The next day, the first of the bodies was brought out at Portal No. 4, with Veach, then working for another company, taking part in the grim task. A stretcher he helped lug into the mine with supplies for rescue teams eventually was returned to the surface with a body, one after the other, in a journey through up to a mile of dark, unforgiving subsurface terrain.

Yet locals got a Christmas miracle: Cecil Sanders, who survived 56 hours in the mine before being brought out alive.

The town’s junior high school’s gymnasium became a makeshift morgue, where the bodies lined out on the floor. Nearly two dozen funerals came on Christmas Eve, another 19 on Christmas.

Investigators blamed the explosion on a methane buildup in the 20-square-mile mine. The site had passed a safety inspection just weeks before, though union officials charged it had long been “gassy” and unsafe. By summer, Orient No. 2 was back in operation and wasn’t closed down until the 1960s.

That shutdown didn’t help West Frankfort, which in its heyday thrived on coal mining and had 20,000 residents in the 1920s – more than twice its population these days. But the region now is trying to stage a mining comeback as clean-coal technology makes Illinois’ high-sulfur, dirtier-burning black ore, shunned just decades ago, more favorable again.
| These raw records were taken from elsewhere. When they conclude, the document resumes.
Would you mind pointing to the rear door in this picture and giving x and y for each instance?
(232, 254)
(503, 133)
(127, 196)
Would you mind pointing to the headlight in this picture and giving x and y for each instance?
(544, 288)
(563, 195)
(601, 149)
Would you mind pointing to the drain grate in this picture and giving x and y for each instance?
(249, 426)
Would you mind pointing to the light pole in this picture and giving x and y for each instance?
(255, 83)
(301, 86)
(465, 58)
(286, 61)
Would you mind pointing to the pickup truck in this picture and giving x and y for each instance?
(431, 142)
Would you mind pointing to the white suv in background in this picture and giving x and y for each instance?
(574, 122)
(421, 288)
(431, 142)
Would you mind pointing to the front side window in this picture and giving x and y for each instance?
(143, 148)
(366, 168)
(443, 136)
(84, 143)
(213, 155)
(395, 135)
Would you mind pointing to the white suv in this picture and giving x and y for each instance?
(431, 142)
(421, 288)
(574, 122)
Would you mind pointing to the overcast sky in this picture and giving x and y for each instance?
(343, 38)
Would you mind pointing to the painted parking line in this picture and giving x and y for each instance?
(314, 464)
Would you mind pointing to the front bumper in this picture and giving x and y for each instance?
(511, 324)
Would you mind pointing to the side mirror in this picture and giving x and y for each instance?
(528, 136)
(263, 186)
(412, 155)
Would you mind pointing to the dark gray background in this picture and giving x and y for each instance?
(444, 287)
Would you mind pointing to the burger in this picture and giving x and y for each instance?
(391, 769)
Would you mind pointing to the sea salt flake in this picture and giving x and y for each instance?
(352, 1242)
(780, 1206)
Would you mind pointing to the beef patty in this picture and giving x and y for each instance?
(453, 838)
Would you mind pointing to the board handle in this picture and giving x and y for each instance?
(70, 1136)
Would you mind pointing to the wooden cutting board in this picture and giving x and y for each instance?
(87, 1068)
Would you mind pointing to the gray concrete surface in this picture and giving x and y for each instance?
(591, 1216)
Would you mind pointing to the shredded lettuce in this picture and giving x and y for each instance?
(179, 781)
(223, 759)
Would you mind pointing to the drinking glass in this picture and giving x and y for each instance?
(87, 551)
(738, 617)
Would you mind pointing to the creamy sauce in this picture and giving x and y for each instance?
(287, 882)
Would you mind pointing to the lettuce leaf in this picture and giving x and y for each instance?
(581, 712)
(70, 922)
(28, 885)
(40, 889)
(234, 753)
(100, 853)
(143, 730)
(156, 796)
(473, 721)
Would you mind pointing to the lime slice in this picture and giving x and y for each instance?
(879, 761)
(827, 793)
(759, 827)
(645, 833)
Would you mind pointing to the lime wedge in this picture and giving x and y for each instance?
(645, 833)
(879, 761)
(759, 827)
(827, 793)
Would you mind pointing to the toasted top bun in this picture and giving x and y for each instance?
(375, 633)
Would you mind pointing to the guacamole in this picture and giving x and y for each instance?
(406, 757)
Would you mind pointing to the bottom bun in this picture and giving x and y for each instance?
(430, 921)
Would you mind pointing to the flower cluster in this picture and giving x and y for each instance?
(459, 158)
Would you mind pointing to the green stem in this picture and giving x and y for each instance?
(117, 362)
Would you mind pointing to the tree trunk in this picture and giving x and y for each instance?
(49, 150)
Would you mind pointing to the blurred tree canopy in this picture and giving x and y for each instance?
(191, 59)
At least for a time, the disaster prodded Summers to give up on mining. He went to work for a prison, only to return to his old job a few months later after fearing work behind bars was more dangerous. He retired after 37 years in the mines.
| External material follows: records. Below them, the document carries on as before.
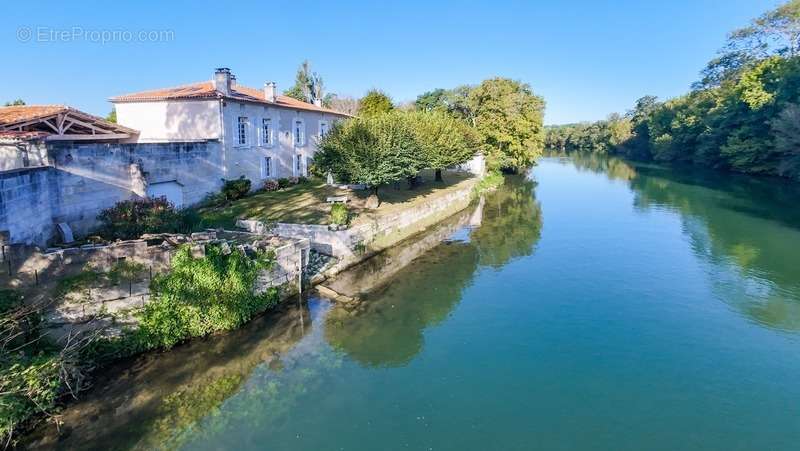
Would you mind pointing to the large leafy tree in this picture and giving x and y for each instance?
(508, 117)
(373, 150)
(444, 140)
(776, 32)
(374, 103)
(308, 86)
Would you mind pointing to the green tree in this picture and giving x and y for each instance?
(786, 128)
(308, 86)
(509, 118)
(431, 100)
(444, 140)
(303, 83)
(375, 102)
(373, 150)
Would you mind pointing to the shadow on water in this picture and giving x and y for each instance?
(145, 403)
(417, 284)
(255, 376)
(738, 224)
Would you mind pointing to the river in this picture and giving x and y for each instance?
(594, 304)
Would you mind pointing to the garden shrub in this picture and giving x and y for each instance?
(200, 296)
(129, 219)
(271, 185)
(236, 189)
(340, 214)
(491, 181)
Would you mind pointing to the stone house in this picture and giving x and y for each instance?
(261, 134)
(59, 165)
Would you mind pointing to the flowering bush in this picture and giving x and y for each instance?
(236, 189)
(129, 219)
(271, 185)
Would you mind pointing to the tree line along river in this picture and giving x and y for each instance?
(592, 304)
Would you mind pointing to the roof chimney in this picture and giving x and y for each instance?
(270, 91)
(222, 80)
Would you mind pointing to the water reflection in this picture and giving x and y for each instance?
(400, 299)
(512, 223)
(746, 239)
(741, 226)
(387, 329)
(158, 400)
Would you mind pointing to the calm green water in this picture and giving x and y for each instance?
(593, 305)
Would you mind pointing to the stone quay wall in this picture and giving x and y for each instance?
(373, 235)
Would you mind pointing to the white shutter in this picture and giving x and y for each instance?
(263, 168)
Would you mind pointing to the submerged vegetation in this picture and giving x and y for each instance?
(34, 372)
(743, 115)
(201, 295)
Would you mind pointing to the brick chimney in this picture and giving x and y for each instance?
(222, 80)
(270, 91)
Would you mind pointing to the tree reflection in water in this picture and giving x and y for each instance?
(388, 327)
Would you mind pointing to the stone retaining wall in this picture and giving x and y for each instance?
(372, 235)
(109, 307)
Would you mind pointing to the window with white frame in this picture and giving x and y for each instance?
(243, 126)
(299, 133)
(298, 165)
(266, 167)
(266, 131)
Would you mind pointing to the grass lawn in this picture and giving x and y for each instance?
(307, 204)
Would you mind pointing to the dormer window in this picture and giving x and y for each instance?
(299, 133)
(243, 127)
(266, 132)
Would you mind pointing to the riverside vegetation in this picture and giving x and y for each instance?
(743, 114)
(198, 297)
(215, 292)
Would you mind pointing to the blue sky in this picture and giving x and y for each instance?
(587, 58)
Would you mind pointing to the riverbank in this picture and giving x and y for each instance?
(131, 311)
(532, 327)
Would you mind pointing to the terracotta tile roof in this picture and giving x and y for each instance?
(12, 117)
(205, 90)
(9, 134)
(24, 113)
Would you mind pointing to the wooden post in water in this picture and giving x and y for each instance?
(300, 272)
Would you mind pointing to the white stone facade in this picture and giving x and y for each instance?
(262, 135)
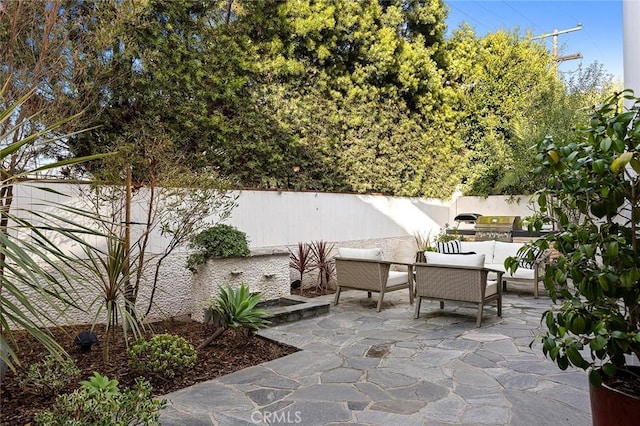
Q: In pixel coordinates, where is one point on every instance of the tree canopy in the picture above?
(327, 95)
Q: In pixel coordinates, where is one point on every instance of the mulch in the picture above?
(231, 352)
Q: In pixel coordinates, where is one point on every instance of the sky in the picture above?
(600, 38)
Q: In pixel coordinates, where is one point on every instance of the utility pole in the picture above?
(554, 52)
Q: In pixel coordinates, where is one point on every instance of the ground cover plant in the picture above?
(232, 351)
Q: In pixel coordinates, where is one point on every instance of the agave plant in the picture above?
(32, 265)
(236, 308)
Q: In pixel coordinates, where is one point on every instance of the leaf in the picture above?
(594, 378)
(621, 161)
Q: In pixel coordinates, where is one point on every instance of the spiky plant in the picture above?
(323, 262)
(236, 308)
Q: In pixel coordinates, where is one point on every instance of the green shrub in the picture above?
(237, 307)
(100, 402)
(164, 355)
(217, 241)
(49, 376)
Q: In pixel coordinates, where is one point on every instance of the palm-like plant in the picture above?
(301, 260)
(110, 272)
(32, 265)
(323, 262)
(236, 308)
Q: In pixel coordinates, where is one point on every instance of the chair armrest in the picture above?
(542, 258)
(450, 266)
(357, 259)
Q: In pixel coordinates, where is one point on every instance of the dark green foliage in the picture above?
(163, 356)
(49, 376)
(328, 95)
(100, 402)
(237, 308)
(217, 241)
(593, 194)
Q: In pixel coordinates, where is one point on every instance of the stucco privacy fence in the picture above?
(275, 222)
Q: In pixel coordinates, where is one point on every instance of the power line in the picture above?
(554, 53)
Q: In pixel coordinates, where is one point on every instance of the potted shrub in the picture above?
(595, 282)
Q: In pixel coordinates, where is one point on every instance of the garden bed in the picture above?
(231, 352)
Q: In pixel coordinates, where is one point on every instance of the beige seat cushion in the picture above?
(476, 260)
(397, 278)
(355, 253)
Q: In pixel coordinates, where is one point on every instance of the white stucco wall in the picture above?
(274, 221)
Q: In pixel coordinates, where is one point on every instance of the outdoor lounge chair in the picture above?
(458, 278)
(364, 269)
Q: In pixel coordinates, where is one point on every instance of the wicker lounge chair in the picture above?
(364, 269)
(457, 282)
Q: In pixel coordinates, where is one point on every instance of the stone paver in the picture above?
(360, 367)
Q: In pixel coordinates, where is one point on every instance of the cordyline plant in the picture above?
(36, 277)
(322, 260)
(596, 326)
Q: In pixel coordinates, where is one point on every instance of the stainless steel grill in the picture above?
(499, 228)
Memorials in the area name those who died in the 1951 disaster. Despite – and perhaps because of – Portal No. 4’s macabre role in history, there have been efforts led by the head of the county’s historical preservation society to make the 10-acre site a museum and memorial. But, despite pleas for state help, nothing has come of Bob Rea’s push and the site remains a graveyard of junked cars and other debris.
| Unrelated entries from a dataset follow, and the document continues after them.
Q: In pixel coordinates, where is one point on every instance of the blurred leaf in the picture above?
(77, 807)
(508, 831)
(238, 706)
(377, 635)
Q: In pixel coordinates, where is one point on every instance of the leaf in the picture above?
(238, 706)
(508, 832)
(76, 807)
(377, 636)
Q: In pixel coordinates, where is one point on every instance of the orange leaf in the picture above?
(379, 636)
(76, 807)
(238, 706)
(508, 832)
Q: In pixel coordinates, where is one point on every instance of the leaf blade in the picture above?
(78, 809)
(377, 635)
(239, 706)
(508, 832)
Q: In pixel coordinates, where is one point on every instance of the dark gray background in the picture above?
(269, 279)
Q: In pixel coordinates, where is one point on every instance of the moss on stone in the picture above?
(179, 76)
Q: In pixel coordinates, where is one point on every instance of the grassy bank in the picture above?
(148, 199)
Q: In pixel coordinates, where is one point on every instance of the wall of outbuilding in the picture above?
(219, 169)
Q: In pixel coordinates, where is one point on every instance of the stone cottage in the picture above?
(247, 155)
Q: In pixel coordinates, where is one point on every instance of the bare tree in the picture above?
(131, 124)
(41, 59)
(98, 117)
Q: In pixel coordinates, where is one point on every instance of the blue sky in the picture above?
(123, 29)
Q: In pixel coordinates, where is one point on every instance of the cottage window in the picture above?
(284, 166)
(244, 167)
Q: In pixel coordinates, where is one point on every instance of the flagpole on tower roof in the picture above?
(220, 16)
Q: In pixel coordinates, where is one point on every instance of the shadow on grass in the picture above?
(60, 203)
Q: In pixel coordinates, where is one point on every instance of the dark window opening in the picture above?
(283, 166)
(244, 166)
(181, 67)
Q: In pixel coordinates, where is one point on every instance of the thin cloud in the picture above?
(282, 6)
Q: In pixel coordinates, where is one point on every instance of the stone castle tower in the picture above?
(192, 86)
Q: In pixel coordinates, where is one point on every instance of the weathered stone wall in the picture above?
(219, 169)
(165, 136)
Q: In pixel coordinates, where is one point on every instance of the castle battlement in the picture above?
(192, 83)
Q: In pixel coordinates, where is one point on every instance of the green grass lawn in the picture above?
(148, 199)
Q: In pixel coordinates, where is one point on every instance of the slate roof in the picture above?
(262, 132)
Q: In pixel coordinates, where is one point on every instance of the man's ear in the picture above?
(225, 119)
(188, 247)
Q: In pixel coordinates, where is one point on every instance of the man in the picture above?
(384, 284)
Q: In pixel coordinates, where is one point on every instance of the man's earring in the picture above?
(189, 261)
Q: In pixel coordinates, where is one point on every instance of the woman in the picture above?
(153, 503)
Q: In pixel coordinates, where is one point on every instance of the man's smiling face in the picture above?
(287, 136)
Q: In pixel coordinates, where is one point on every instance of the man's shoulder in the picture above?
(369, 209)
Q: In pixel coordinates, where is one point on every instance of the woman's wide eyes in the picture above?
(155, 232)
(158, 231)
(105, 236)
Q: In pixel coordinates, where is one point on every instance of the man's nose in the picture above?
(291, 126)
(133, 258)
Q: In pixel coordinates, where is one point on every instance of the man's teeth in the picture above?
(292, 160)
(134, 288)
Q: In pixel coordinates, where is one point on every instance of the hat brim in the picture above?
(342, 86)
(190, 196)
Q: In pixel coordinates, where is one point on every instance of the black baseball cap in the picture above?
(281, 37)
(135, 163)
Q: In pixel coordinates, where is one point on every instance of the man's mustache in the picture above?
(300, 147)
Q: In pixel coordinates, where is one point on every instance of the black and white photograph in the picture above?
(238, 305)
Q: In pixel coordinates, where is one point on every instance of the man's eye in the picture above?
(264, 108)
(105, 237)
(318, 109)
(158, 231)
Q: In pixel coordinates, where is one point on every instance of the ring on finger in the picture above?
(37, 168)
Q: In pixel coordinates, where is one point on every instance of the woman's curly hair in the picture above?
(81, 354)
“We knew it was a longshot. But it’s something with a significant historical bent, part of our heritage and something certainly worth preserving,” Rea said.

Veach, now retired after 43 years in the mines, says the dead “should never be forgotten.” But he has no plans to take part in Wednesday’s memorial, saying it’d be too anguishing at a time his grandchildren are headed to his home for the holidays.

“I want to be up, I want to be beaming,” he said. “If I go to that memorial, I know where I’ll be. I’ll be at the bottom of the sand pit.”

Summers hopes the memorial serves as an awakening for today’s younger generation of miners.

“They need to know they may not come out.”